Woman giving a presentation with a large screen of statistics projected behind her.

For some years now the ONS have been operating a discussion forum and community platform for users and producers of official statistics, somewhere to share ideas and knowledge. When they approached us they had settled on Discourse as their product of choice to replace their previous system, and they wanted someone with existing Discourse hosting experience.

We have plenty of experience with Discourse. In fact, enough not to want to recommend it too strongly! We were frank and honest with the ONS team. We explained that while Discourse is OK, self-hosting it is limited if you use the "container" approach - the only supported way to host Discourse yourself. You can try to host it in a more robust way on more traditional infrastructure, but it is a complex application so that is rather challenging. Otherwise you end up purchasing Discourse's own hosting, which the ONS did not want to do.

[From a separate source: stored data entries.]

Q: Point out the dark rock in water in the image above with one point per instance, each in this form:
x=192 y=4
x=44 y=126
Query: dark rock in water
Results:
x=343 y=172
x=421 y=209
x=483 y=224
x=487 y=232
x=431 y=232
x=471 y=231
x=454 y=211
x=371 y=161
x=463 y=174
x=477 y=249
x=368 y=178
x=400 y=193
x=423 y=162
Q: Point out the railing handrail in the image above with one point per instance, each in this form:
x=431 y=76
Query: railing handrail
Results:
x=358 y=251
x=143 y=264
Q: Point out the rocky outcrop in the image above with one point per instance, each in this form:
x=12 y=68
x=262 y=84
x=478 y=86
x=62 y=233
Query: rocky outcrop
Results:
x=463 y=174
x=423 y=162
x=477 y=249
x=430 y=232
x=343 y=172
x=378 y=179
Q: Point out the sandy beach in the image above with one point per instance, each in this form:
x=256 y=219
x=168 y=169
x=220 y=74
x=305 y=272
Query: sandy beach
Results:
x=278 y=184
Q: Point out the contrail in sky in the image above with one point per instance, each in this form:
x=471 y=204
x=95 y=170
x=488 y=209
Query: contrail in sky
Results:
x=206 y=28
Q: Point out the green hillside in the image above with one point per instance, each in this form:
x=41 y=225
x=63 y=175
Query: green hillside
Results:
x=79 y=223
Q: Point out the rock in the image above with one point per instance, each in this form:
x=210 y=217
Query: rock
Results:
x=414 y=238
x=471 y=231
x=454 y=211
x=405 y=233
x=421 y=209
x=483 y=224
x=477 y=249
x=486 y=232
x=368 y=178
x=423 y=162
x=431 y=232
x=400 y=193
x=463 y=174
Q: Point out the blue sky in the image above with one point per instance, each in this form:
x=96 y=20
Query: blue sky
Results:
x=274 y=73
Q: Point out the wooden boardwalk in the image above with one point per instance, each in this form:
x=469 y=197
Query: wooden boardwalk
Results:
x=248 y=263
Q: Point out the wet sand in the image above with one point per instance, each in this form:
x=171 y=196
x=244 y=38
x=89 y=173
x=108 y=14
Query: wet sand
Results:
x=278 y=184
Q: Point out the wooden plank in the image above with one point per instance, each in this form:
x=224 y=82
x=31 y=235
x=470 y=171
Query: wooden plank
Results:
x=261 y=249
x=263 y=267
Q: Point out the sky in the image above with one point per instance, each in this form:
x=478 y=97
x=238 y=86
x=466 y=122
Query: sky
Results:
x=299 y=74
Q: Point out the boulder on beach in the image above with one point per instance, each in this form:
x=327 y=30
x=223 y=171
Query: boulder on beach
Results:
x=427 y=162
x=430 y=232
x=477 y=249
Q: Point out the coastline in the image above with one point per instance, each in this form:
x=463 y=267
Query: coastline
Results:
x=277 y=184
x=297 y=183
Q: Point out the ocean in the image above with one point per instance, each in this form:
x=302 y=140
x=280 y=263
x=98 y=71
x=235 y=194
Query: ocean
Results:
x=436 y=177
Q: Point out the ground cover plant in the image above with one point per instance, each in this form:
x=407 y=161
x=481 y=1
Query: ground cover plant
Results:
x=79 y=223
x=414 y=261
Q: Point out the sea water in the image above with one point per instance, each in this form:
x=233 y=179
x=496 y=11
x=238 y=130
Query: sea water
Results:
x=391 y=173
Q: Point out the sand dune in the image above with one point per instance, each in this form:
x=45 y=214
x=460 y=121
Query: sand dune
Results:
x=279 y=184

So we helped them explore their options instead. Sticking close to Discourse, we first explored an open source PHP project called Flarum. If what you're looking for is all the features of Discourse, but far easier to host and maintain, Flarum is a great product. It runs on the classic "LAMP" stack, like Drupal and other Symfony based products, and adopts accepted best practice for scaling infrastructure. The ONS team were certainly impressed, however we weren't finished with the options...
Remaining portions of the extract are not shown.